If anyone was under the impression that democracy in Pakistan, uninterrupted for eight years now, is being institutionalised, the latest turn in Pakistani politics should put that notion to rest.

Dawn newspaper on Tuesday confirmed that its reporter Cyril Almeida, who had days earlier published a report on the tensions between the civilian government and the military, had been put on the Exit Control List, barring him from leaving the country.

The story was an exclusive on a tense meeting that took place between senior government and military officials last week. The meeting was set during an All-Parties Conference that was meant to address tensions with India. Almeida reported that the civilians warned the military that Pakistan is drifting towards international isolation, and pointed at the state’s inaction to deal effectively with its militant problem – particularly the Haqqani Network, Jaish-e-Muhammad, and Lashkar-e-Tayyaba, who have routinely attacked India and Afghanistan – as that isolation’s root cause.

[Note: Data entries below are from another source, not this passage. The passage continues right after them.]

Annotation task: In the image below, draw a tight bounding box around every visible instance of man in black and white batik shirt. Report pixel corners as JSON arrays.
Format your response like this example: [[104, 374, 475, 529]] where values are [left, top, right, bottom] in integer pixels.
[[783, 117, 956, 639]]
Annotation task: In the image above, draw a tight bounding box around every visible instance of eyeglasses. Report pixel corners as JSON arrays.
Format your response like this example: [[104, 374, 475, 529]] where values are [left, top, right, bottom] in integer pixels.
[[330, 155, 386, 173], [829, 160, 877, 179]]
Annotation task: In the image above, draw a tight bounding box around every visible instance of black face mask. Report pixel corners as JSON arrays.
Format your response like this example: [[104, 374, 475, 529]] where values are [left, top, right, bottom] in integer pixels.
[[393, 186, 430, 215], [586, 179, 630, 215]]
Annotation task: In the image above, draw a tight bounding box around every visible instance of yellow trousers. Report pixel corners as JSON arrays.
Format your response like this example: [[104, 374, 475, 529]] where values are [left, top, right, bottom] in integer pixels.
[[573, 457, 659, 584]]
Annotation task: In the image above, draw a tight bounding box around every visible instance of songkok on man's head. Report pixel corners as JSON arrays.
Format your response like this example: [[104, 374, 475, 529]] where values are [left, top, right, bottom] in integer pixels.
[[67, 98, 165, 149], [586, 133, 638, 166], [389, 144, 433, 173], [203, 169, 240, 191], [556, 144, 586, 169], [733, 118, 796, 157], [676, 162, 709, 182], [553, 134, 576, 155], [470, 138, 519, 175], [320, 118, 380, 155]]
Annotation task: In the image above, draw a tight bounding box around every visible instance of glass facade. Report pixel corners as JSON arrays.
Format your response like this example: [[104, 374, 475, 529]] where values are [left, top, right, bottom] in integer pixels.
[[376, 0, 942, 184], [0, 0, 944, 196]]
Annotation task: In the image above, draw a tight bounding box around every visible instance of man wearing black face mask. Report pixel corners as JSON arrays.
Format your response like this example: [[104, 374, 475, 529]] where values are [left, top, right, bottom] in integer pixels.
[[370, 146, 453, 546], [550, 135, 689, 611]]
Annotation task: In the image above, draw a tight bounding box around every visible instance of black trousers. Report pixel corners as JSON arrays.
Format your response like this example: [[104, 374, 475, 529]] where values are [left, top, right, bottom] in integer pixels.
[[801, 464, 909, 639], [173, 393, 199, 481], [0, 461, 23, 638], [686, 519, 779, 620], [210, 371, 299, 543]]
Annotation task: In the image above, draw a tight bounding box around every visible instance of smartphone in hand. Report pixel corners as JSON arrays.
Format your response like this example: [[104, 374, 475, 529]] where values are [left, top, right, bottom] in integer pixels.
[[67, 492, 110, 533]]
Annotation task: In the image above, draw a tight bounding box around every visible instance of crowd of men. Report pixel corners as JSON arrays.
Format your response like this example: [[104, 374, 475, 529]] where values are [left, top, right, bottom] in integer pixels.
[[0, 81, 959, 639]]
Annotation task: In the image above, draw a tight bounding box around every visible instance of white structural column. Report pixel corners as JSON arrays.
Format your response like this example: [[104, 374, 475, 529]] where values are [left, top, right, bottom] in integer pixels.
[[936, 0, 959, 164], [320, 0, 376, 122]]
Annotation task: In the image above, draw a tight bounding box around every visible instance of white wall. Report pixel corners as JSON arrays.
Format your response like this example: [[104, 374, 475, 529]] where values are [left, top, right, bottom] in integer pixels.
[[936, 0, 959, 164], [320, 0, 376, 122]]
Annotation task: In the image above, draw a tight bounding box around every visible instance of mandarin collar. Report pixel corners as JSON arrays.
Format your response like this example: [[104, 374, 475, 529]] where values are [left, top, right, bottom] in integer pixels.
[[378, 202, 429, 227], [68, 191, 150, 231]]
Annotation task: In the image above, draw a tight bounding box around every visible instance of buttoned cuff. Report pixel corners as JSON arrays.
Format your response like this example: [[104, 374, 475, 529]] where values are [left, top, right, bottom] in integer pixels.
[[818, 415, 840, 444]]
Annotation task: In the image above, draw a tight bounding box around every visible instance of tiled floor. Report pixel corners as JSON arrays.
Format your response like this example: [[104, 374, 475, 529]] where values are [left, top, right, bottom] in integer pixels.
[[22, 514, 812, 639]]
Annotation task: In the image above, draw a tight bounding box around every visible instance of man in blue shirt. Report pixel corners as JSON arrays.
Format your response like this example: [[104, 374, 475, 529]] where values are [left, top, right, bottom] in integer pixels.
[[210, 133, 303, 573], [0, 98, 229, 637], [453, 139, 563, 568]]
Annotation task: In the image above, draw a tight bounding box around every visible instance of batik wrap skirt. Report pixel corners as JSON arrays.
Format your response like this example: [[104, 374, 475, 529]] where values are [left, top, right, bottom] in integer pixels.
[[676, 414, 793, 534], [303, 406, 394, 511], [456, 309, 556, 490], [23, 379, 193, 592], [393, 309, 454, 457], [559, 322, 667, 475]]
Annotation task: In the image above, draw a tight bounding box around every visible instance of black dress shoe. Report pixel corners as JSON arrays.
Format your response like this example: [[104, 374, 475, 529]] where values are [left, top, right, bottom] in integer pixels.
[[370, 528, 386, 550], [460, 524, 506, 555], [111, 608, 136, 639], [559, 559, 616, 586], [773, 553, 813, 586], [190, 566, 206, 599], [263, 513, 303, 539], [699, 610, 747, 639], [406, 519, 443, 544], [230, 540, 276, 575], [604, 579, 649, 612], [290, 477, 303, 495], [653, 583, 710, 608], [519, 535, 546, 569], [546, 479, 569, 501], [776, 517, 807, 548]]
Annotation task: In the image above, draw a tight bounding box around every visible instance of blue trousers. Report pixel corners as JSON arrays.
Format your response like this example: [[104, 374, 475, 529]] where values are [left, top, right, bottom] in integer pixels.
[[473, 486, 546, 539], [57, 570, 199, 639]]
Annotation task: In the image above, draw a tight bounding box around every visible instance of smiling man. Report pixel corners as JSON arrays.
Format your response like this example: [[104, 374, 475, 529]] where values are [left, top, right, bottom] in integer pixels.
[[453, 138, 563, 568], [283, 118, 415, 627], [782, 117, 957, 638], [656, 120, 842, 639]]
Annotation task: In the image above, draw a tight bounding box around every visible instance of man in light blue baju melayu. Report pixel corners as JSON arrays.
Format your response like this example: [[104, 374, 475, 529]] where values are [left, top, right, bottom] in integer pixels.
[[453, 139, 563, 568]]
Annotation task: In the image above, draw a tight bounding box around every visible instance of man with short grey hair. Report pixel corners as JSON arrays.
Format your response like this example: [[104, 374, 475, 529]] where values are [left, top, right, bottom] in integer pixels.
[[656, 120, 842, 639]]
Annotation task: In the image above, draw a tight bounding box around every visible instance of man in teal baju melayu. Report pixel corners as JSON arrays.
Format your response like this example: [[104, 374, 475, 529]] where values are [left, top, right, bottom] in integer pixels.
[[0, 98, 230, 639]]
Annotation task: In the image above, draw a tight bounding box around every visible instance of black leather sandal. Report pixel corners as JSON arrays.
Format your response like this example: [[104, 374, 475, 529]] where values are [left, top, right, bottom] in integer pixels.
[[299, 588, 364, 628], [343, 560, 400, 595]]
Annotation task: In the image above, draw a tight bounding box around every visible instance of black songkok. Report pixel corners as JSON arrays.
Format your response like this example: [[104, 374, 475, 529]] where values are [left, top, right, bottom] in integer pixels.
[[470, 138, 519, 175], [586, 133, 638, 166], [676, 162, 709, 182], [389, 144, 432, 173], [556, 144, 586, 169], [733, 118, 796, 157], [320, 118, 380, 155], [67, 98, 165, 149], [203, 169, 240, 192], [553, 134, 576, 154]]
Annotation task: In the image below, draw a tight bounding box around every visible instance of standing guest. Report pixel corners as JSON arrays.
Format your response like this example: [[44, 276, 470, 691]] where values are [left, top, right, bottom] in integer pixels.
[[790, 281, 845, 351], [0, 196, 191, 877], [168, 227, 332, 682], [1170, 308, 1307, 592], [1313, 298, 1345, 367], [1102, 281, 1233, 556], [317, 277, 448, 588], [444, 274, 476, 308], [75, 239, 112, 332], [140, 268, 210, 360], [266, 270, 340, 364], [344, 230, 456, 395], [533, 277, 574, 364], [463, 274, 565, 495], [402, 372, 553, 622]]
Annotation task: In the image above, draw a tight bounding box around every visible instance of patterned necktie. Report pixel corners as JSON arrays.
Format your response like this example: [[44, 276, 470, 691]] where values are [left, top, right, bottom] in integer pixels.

Almeida also reported that during the meeting Punjab Chief Minister Shehbaz Sharif, Prime Minister Nawaz Sharif’s younger brother, confronted ISI chief Rizwan Akhtar, complaining that even if civilian law enforcement agencies detain militants, “the security establishment has worked behind the scenes to set the arrested free”.

The story echoed a familiar accusation that many states including the United States and India have made at various times, that Pakistan is not serious about combating militants, particularly those who conduct their attacks in India and Afghanistan.

The response

The Pakistani government’s struggled to put together a coherent response. The prime minister’s office issued multiple statements that said that the report, which Dawn put on its front page, is “factually incorrect”, “misleading”, “speculative”, and “an amalgamation of fiction and fabrication”. Paradoxically, the government also said the report “was clearly violative of universally acknowledged principles of reporting on National Security issues and has risked the vital state interests”. If the report is false, how can it threaten national security?

Ominously, a spokesperson also said the “Prime Minister took serious notice of the violation and directed that those responsible should be identified for stern action”, which so far has meant putting Almeida on the Exit Control List, a list usually used to prevent suspected criminals from escaping the country, and investigation.

Dawn and Almeida have both been the subject of abuse on social media, and have been branded traitors.

What it means

Here’s the rub: Almeida’s sources, though unidentified, were officials that sat in on the meeting, and were probably from the government itself. Dawn stood by the story and said the report was “verified, cross-checked and fact-checked”. So it’s unclear what the Pakistani government means when it rejects a story three times, without contesting any specific details of the story. So how can the government reject a story it helped draft? And if the government isn’t contesting it on factual grounds, but rather on national security grounds, then what does a rejection mean?

It is likely that the government meant for the report to come out, so that it can both embarrass the military, show to other states that at least the civilians are doing what they can to root out militancy, and perhaps gain some momentum in its struggle to win back some power over national security. To avoid getting punished by the military for doing so, it seems the civilians are punishing Dawn.

The problem with this scenario is that using the media as a pawn in the civil-military tussle, and then throwing the media under the bus, is not only morally reprehensible, but it weakens all state institutions, and makes the country look even less stable internationally.

First, regardless of whatever victory civilians score over the military, the media is still being punished for doing its job. That is unacceptable, especially given the deplorable record the Pakistani state has of protecting journalists.

Second, throwing the media under the bus is only a reminder of how little power civilians still have in Pakistan, especially in matters over foreign policy and national security. Civilians are so weak that their only option was to deny giving information to Dawn, and if they aren’t, it’s especially cowardly for them to then try and avoid a confrontation with the military directly, which is particularly ironic since all Almeida’s report did was detail that exact confrontation.

Third, it shows everyone in Pakistan and abroad what they already knew, that regardless of whether it’s the civilians or the military, Pakistan, and its media in particular, is not free. That matters, because the one thing everyone in Pakistan, the government, the military, the public, care more about than the state of Pakistan, is the image of the state of Pakistan.

Human rights activists don’t care whether it’s the civilians or the military that’s putting Almeida on the Exit Control List, they only care about the media not being free. India doesn’t care whether it’s the military or the civilians that are unable to stop cross-border terror, they just see a fractured, deeply divided state incapable of tackling militancy, and hardly a trustworthy partner to negotiate peace with.

Which goes back to Pakistan’s original concern: its isolation. Almeida’s report said that even China, Pakistan’s all-weather friend, has repeatedly questioned Pakistan’s policy towards tackling militants. Muzzling the media will not reverse Pakistan’s isolation. It will only accelerate it.